Right, this is a bit complicated. Basically having problems with a Micro SD card.

On my Micro SD card there is mostly MP3s. In each directory there are strange artefacts from previous file installations. Another anomaly is, I can delete everything on the SD card to the recycle bin, or do a permanent delete, either way the next time I go to the SD card all the files and directories have returned.

I have tried formatting the SD card by using my computer, right click on the drive, format, okay, clicking okay when it warns of the deletion of all your files. It starts the process, but then tells me that the drive format was not complete.
Several times the computer has prompted me to do a scan of the disk, which I have done.

I have Windows 7 64-bit operating system.

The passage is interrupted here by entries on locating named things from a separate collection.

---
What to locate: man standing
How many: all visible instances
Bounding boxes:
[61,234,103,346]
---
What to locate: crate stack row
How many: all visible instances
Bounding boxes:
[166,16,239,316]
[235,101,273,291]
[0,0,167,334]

I have my Micro SD card in a USB card reader.

any suggestions?


----------



## TremulousTetra (Sep 4, 2011)

I tried formatting at the command prompt, when I get this message.
At the DOS command line, the SD card formats, however when it gets to the last 1% it says "invalid media or track 0 bad - disc unusable."

Looks like the SD card may be bad.


----------



## editor (Sep 4, 2011)

Sounds like a borked card to me. If you've got a SD adapter, try putting it in a camera and formatting it from there.


----------



## TremulousTetra (Sep 4, 2011)

ResistanceMP3 said:


> I tried formatting at the command prompt, when I get this message.
> At the DOS command line, the SD card formats, however when it gets to the last 1% it says "invalid media or track 0 bad - disc unusable."
> 
> Looks like the SD card may be bad.





editor said:


> Sounds like a borked card to me. If you've got a SD adapter, try putting it in a camera and formatting it from there.


1. *borked* To have totally fucked something up. Usually by doing something stupid. Specifically used to describe technology that is broken. Example 1....

lol, yup.


----------